A day after Donald Trump stood before the UN General Assembly and slandered Iran in the most abrasive terms imaginable, Hassan Rouhani got his chance to address the body.
Suffice to say he has a different take on the current standoff than his counterpart in Washington.
During a speech which started just after 11 AM in New York, the Iranian president accused the US of “abusing the international banking system” and violating UN agreements by unilaterally withdrawing from the nuclear accord. “Our response to any negotiation under sanctions is negative”, he said, adding that Trump’s sanctions regime amounts to “merciless economic terrorism” and “international piracy”.
He proceeded to deliver an assessment of the prevailing tensions that, arguably, conforms more closely to reality than that pushed by the Trump administration.
Among other things, Rouhani said it doesn’t make sense for Iran to negotiate while punishing US sanctions remain in place, and recommended that the US return to the framework of the nuclear deal in order to set the stage for a constructive dialogue.
As far as regional security is concerned, he suggested that one way to foster peace would be for the US to just pack up and leave. “Iran is your neighbor, not the US”, Rouhani reminded the Gulf countries.
Commenting on Yemen, Rouhani said Iran would guarantee Saudi Arabia’s security once the kingdom ceases and desists from perpetuating a humanitarian crisis, and reiterated that Tehran will not “tolerate foreign aggressions or provocations” of any kind.
In an interview with Fox’s Chris Wallace which aired on Tuesday, Rouhani delivered a somewhat disingenuous, albeit superficially accurate, take on who it is that facilitates terrorism in the Mideast.

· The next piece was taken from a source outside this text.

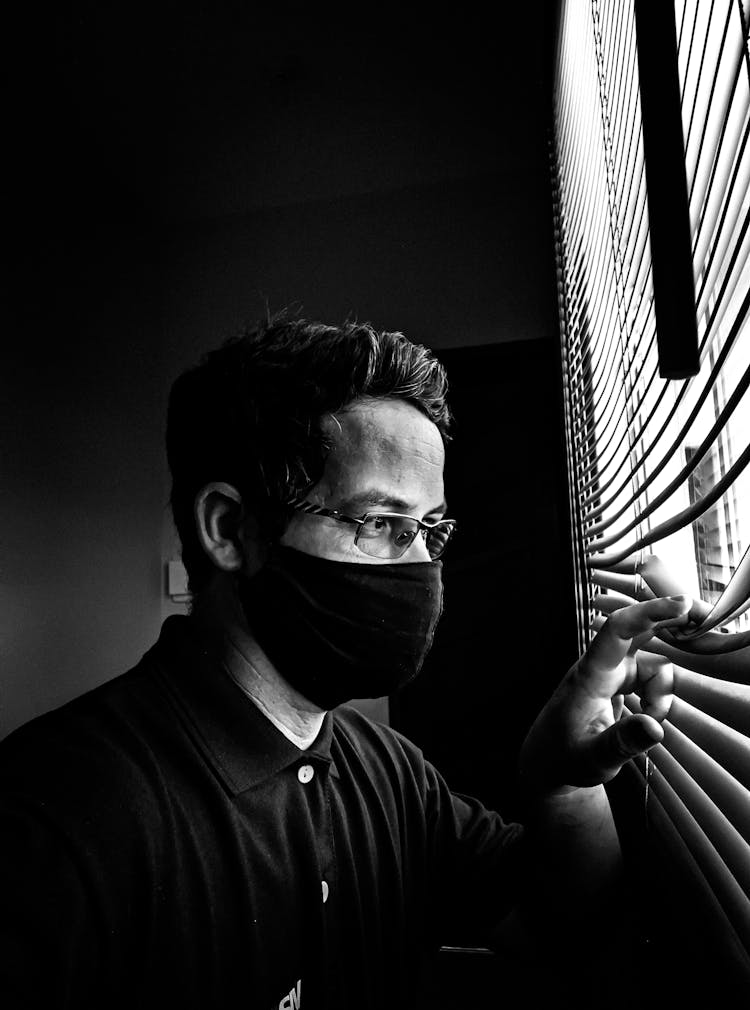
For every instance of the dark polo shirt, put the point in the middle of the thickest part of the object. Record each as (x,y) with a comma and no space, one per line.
(163,844)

“Today, unfortunately, America is the supporter of terrorism in our region and wherever America has gone, terrorism has expanded in [its] wake”, he told Wallace. “Wherever we have gone, on the other side, we have defeated terrorism”.
Depending on the context, that’s true. The American invasion of Iraq certainly set the table for the emergence of ISIS, and there is no question that Hezbollah and Iran’s Shia militias were instrumental in defeating Sunni extremism in Syria and Iraq.
That said, Rouhani’s contention that Iran is somehow a model global citizen is, of course, laughable, and when pressed by Wallace, the exchange devolved into conspiracy theories which, even if true, don’t do anything to mitigate Iran’s culpability in perpetuating the circle of violence in the region.
Asked about the drone and missile attacks on Saudi Arabia’s oil infrastructure, Rouhani posed an amusing hypothetical.
“Let’s assume if it was from Iran, all of the monies received from the United States from these defensive systems, from these weapon systems, from these radar systems installed in Saudi Arabia and the Arabian peninsula, how come they were not able to prevent that missile from hitting the target”?, he wondered.
“Our region is on the edge of collapse”, he warned at the UN on Wednesday. “A single blunder can fuel a big fire”.